Time to get the hands dirty a bit…

I managed to get the thing to work after the changes, the final reduction matches that of the CPU, so I didn’t break anything.
But I came across some strange behaviors, at least to my eyes.

1 - After adjusting everything to work with double while also using a float array as first input (I split into 2 kernels with different parameters instead of overloading it), the process was taking exactly 2x as long to finish.
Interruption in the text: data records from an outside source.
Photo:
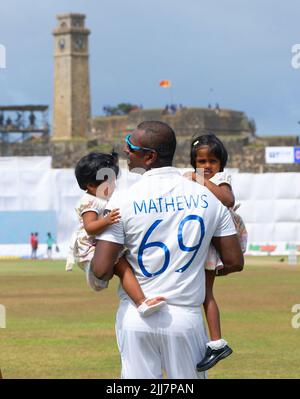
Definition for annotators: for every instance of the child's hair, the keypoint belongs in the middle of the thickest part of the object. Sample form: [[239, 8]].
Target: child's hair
[[88, 166], [215, 146]]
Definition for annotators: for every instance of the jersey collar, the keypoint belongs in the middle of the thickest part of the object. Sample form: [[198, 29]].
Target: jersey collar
[[166, 170]]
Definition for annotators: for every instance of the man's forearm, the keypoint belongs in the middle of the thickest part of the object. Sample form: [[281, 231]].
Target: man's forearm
[[227, 269], [105, 257]]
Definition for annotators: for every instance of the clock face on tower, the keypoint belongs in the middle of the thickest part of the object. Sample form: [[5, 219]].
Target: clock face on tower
[[62, 44], [78, 43]]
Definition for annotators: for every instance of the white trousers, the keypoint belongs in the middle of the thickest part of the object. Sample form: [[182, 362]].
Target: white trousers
[[171, 340]]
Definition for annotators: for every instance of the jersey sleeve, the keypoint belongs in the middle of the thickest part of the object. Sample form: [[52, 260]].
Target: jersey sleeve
[[225, 226], [221, 178]]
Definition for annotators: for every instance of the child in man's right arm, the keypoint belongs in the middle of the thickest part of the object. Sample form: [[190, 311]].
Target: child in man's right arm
[[90, 210]]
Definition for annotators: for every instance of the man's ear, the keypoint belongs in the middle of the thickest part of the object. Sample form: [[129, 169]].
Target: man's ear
[[150, 158]]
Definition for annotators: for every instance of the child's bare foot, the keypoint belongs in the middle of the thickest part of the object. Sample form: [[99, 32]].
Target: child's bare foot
[[155, 300], [151, 305]]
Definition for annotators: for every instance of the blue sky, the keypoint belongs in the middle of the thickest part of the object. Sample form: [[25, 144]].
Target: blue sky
[[234, 52]]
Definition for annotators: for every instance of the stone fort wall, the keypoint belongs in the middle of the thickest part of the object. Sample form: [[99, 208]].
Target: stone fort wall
[[246, 151]]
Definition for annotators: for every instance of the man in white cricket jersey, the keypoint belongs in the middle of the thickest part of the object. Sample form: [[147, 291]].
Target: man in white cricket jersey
[[167, 223]]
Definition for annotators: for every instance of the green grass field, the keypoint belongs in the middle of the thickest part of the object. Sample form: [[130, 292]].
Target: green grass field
[[57, 328]]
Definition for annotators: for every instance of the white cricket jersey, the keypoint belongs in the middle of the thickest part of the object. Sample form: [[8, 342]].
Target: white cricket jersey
[[167, 223]]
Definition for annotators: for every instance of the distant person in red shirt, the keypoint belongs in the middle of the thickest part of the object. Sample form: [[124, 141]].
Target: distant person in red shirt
[[34, 242]]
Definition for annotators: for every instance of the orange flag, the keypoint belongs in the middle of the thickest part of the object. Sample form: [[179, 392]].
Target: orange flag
[[165, 83]]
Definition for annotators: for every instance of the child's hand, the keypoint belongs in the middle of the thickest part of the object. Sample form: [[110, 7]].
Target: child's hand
[[114, 216]]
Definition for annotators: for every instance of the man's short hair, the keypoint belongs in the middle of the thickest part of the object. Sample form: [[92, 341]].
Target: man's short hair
[[161, 137]]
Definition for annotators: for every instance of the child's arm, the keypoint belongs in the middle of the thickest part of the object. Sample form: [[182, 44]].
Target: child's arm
[[223, 192], [93, 224]]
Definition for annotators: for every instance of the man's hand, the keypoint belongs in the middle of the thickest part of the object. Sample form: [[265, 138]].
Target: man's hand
[[230, 253], [105, 257], [113, 216]]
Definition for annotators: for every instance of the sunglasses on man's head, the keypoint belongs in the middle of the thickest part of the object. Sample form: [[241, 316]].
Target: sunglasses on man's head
[[133, 147]]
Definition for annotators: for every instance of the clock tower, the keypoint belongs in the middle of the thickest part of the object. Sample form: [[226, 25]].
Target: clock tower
[[71, 113]]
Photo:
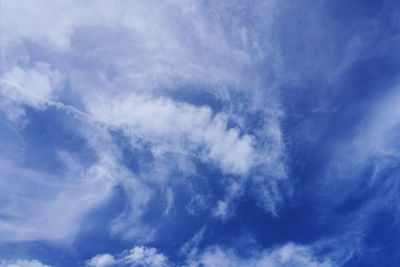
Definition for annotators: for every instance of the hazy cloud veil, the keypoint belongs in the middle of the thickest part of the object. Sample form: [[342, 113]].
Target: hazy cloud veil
[[198, 133]]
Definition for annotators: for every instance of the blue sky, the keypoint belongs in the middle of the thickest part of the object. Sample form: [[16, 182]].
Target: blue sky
[[199, 133]]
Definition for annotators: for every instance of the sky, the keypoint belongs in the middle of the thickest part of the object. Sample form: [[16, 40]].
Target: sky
[[207, 133]]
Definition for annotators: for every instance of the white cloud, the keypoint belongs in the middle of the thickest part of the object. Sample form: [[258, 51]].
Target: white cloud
[[137, 256], [22, 263], [181, 126], [33, 87], [102, 260], [121, 61], [287, 255]]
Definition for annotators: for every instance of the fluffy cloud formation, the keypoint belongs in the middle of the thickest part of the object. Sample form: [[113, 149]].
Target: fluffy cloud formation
[[164, 122], [287, 255], [22, 263], [138, 71], [137, 256]]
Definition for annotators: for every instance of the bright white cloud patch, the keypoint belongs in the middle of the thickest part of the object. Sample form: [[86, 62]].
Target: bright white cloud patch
[[137, 256], [132, 69], [287, 255]]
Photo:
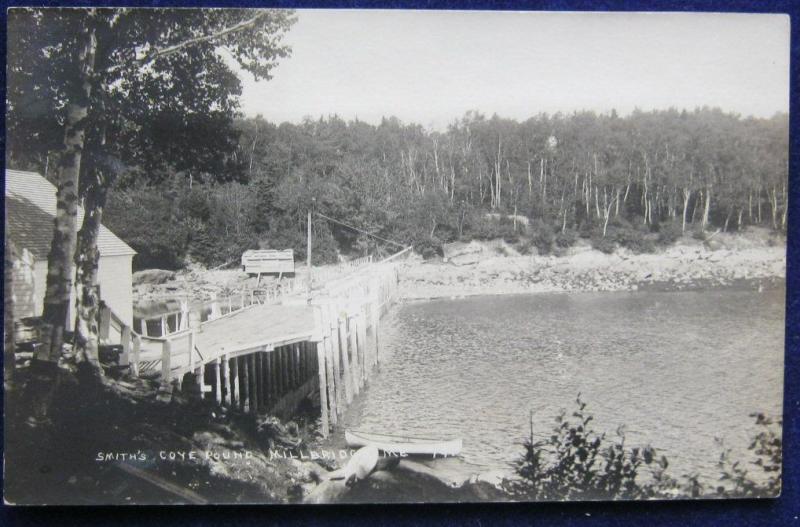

Then I replaced this line:

array_in[i] >= 0 ? sdata[tid] += array_in[i] : sdata[tid] += array_in[i] * -1;

with this:

sdata[tid] += array_in[i] >= 0 ? array_in[i] : -array_in[i]);

And had the performance back. I have no idea how these translate to ASM.

2 - By using double instead of float in shared memory, for some reason the program became much, much more sensitive to kernel launch parameters. With float, kernel launches such as <<<128, 128>>>, <<<200, 64>>> and <<<100, 256>>> used to perform the same (time taken to complete). With double, these mostly perform 2x slower, and the best performance was achieved with <<<200, 256>>>. Reminds me of Vasily Volkov’s article on low(er) occupancy, where he launches kernels with smaller numbers and gets better performance. So it is definitely case-by-case.

3 - Using cudaFuncSetSharedMemConfig(kernel_func, cudaSharedMemBankSizeEightByte) didn’t have any impact in the program, positive or negative, so I will leave it there in case it is run on a Kepler. HOWEVER, in NVidia Visual Profiler, Analysis/Properties of the reduction function, the Shared Memory Bank Size line shows as 4 bytes if I don’t call cudaFuncSetSharedMemConfig even with the shared memory declared as double. If I call it, then it shows as 8 bytes, but as I said, it didn’t impact the program running on a Pascal.

I know this isn’t really what you’re asking for help with, and without seeing the rest of the code, I was wondering whether you had tried fabsf for the above calc to help the compiler out :)

device ​ float fabsf ( float x )
(Calculate the absolute value of its argument.)

sdata[tid] += array_in[i] >= 0 ? array_in[i] : -array_in[i]);


sdata[tid] += fabsf(array_in[i]);

The only reason I mention it is that you said that line had material impact to runtime - can’t hurt to try something else.

I had, and using the built-in abs() or fabs() caused quite a large impact on the speed. Since I didn’t generate the ASM code to see the difference, I don’t have any idea on why it was so much slower.

Then, surprisingly I experienced another drop just by switching the standard 4 bytes shared memory bank to 8 bytes so I could work with double precision to delay overflow of the accumulator. I replaced the assignment with ternary operator to the form you copied (which looks cleaner anyway) and the 8 bytes absolute reduction performed as fast as the conventional 4 bytes reduction.

Looking at NVVP, the reduction is more memory-bound than computation, so I thought using the abs/fabs() functions wouldn’t impact, but that was not the case. Don’t really know why, but hey, if it works, it works.

Sorry for a reply to this topic over 2 years later. Regarding the shared memory bank conflict, I encounter a problem and really need your guy’s help.

I understand the content above that setting bank bandwidth to 64 bit is only useful for double data, what if I make a mapping that 8 bytes uint8_t data integrate into a double data, and put it in the shared memory. When I accessing it, the 64-bits data could be accessed completely, I could disintegrate the double to 8 uint8_t and utilize these 8 uint8_t to accelerate the computing? Can this scheme avoid bank conflict and make most of the shared memory?

One of the takeaways from above is that the 8-byte bank mode is only present on Kepler devices. Those are the oldest currently supported GPUs (and support for cc3.0 kepler devices has already been dropped from CUDA 11). Unless you have a Kepler device, you should disregard this discussion. Since no GPUs beyond Kepler have incorporated this, it may not be worth your time to build production code based on this feature.

Otherwise, yes, for a Kepler device, you could set 8-byte bank mode and cast any 8-byte type (such as a uint8_t vector type) to any other 8-byte type (such as unsigned long long).

Also, this isn’t primarily about eliminating bank conflicts, but instead is about maximizing shared memory bandwidth for Kepler devices.